6/30/09 Patricia A. Hawkenson’s Reflections

Within An Inch of Your Life

Any six-year-old can tell you
that time is an elusive creature
who slips and slides around you,
a mercury edged chameleon.

Morning comes with parental directives
that pulls you from bed
with reminders of the bus
and time is measured in the smoke of toast.

At school the teacher’s explanations
clutter your thinking
and mistakes happen
and time is measured in eraser crumbs.

And recess allows the freedom of spirit
and you run and scream
while friends play kickball
and time is measured in innings.

Boredom comes in the afternoon
and you pick off fur fluffs
from your favorite stuffed animal
and time is measured in the bald spot.

It takes an eternity to for seven birthdays to come
and tomorrow holds the promise of presents,
but the chameleon is shape shifting once again
and time is measured in dreams.

Money Back Guarantee

The water is crystal clear
so you can see the desires
of a hundred people
thrown in the wishing fountain.

Two dimes kiss with the promise of love
and huddle together for comfort
while reflecting quarters flash like cameras
and boast the cost of fame.

But my little penny slowly drifting down
settling small upon the bottom
is distorting my dreams in the waves
and I wish I hadn’t thrown it.

There Were 37

There was a small spider that I easily squished,
but then another large bulb shaped one
came crawling out of a hole in the wall.

I called for my daughter to squish it
but she just lightly poked it with a pencil
only making it angry enough to bare its teeth at us.

The odd thought for me is not really the spider
and what it might represent in my dream,
but I seem to know that we are in our home.

A place where I know to look for my broom,
and surprised to NOT find it where I know it should be
in this home where I have never lived.

How can my mind create images and memories so clear
that I can tell the color and feel of the cloth on the table
and count the coarse hairs on the back of a spider?

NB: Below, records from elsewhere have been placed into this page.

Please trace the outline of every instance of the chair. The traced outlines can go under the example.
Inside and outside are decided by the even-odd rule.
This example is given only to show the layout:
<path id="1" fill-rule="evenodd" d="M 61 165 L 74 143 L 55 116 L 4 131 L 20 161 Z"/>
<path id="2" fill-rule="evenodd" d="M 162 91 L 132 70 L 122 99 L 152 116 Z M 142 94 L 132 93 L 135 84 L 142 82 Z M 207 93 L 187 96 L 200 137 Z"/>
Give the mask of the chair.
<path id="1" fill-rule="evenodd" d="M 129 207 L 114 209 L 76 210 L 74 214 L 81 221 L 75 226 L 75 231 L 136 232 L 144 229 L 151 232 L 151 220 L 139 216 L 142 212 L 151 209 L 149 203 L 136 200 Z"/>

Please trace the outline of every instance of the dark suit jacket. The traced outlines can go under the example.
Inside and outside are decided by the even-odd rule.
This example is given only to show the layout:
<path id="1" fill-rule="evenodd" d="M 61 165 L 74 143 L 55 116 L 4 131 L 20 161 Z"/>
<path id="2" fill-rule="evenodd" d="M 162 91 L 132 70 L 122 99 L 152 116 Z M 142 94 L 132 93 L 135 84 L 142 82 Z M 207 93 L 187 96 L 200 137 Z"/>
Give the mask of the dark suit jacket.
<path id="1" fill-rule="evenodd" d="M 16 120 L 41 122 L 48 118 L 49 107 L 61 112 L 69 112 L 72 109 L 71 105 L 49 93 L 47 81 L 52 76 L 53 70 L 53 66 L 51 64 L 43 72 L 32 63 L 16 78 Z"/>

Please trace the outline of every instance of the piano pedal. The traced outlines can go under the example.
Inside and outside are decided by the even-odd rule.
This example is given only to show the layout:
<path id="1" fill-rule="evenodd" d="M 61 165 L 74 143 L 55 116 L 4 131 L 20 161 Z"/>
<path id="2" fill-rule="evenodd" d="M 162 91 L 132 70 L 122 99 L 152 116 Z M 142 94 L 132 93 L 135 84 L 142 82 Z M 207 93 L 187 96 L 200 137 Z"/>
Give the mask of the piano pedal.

5/30/09 Patricia A. Hawkenson’s Reflections

The Time Between

Sometimes it’s hard
not to succumb to the bottle
of white wine atop the refrigerator
when my child is sleeping
and I alone am walking
back and forth
unsure then sure
back and forth
waiting.

Shadows of my pacing
are rippling through the blinds
to the street outside
where the night
is quiet and deep
and empty as my arms
elbow holding elbow
uncrossed then crossed
elbow holding elbow
waiting.

It takes a strong inhale
pulled by some hidden thread
out of my stomach
and up through my lungs
to utter a sigh
back and forth
not breathing then breathing
back and forth
waiting.

My skeptical eyes to the blinds
to the bottle
to the streets
so black
waiting.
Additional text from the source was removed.